A federal appeals court said the Federal Communications Commission (FCC) could not cancel for non-payment NextWave’s C- and F-block licenses, noting the carrier was protected by the bankruptcy code-thus throwing into chaos the status of the licenses the FCC re-auctioned earlier this year.
NextWave originally bid US$4.7 billion for the 90 licenses. When the FCC took back the licenses and re-auctioned them, the agency split the licenses into smaller chunks of spectrum and raised nearly US$17 billion. However, none of the carriers that “won” licenses in the re-auction have made final payment yet. As part of the re-auction, the FCC warned that the licenses were under a cloud of legal uncertainty.
“Having chosen instead a scheme that put it in a creditor-debtor (and lienholder) relationship with its licensees and conditioned licenses on timely payment of their debts, and having as a consequence run afoul of [the bankruptcy code], the [FCC] may not escape that provision’s clear command simply because it acted for a regulatory purpose. … We therefore reverse and remand to the [FCC] for proceedings not inconsistent with this opinion,” said the U.S. Court of Appeals for the District of Columbia Circuit.

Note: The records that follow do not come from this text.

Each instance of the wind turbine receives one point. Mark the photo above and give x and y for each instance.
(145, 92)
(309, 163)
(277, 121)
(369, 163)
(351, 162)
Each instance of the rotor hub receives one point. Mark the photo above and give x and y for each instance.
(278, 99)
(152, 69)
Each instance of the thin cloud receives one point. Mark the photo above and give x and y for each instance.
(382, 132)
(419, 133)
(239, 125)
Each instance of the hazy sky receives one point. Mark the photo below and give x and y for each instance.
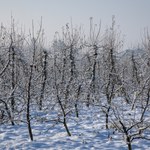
(131, 15)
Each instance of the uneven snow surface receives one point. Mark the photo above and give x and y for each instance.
(88, 133)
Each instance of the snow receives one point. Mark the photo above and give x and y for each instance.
(88, 132)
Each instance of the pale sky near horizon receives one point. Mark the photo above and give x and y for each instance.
(132, 16)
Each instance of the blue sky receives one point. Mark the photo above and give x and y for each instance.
(132, 16)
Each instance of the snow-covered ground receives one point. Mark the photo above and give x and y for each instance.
(88, 132)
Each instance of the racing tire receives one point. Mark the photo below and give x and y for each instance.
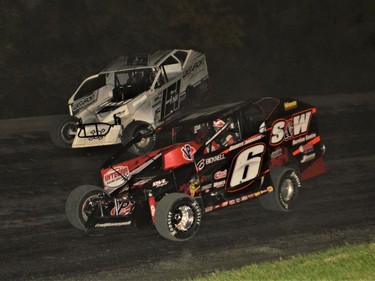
(79, 205)
(178, 217)
(286, 183)
(63, 131)
(142, 147)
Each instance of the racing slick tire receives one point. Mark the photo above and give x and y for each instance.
(79, 205)
(63, 131)
(145, 145)
(195, 96)
(286, 187)
(178, 217)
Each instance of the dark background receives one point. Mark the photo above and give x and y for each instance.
(253, 47)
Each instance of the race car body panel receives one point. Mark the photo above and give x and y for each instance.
(259, 143)
(146, 88)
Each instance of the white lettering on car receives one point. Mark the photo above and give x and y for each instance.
(284, 130)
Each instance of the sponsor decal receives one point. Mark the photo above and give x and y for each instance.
(224, 204)
(193, 67)
(215, 159)
(303, 139)
(308, 157)
(108, 224)
(206, 187)
(276, 153)
(220, 175)
(160, 183)
(121, 208)
(141, 182)
(200, 165)
(203, 162)
(188, 152)
(85, 101)
(116, 177)
(284, 130)
(246, 142)
(240, 199)
(290, 105)
(219, 184)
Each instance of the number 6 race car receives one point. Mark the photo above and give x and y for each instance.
(129, 96)
(217, 157)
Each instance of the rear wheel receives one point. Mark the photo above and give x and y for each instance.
(81, 203)
(286, 184)
(63, 131)
(178, 217)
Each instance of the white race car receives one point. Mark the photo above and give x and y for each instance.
(130, 96)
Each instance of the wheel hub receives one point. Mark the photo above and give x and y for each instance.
(287, 190)
(184, 218)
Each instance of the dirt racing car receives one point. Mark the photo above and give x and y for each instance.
(218, 157)
(130, 95)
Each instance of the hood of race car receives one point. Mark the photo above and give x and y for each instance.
(166, 158)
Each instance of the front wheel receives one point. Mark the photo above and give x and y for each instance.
(63, 131)
(178, 217)
(286, 184)
(81, 203)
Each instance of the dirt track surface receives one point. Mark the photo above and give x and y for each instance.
(37, 243)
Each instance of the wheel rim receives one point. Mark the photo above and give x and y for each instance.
(88, 207)
(287, 190)
(183, 218)
(68, 132)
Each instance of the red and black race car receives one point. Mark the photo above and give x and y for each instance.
(217, 157)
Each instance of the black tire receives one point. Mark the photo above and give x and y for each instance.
(286, 187)
(144, 146)
(63, 131)
(178, 217)
(80, 204)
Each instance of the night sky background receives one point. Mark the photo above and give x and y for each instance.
(253, 47)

NextWave was ecstatic about the opinion, while the FCC said it was “reviewing the decision” and could not comment any further.
“As the record of our reorganization proceeding demonstrates, NextWave has been ready, willing, and able for several years now to pay its debts to the FCC and other creditors in full, deploy state-of-the-art wireless facilities, and offer the public new competitive services. Now that the Court of Appeals has spoken, we look forward to pouring all of our energies into those tasks. NextWave sincerely hopes that today’s decision marks the end of this litigation, and that it clears the way for us to resume our deployment efforts and begin delivering high-quality wireless services to consumers,” Salmasi said.
It now looks like wireless companies hoping to gain access to spectrum in constrained markets will have to go hat-in-hand to NextWave to rent the spectrum in much the way NextWave planned in its original business model.
NextWave billed itself as a carrier’s carrier, planning to build out a network and then lease capacity on that network to carriers to market to end users.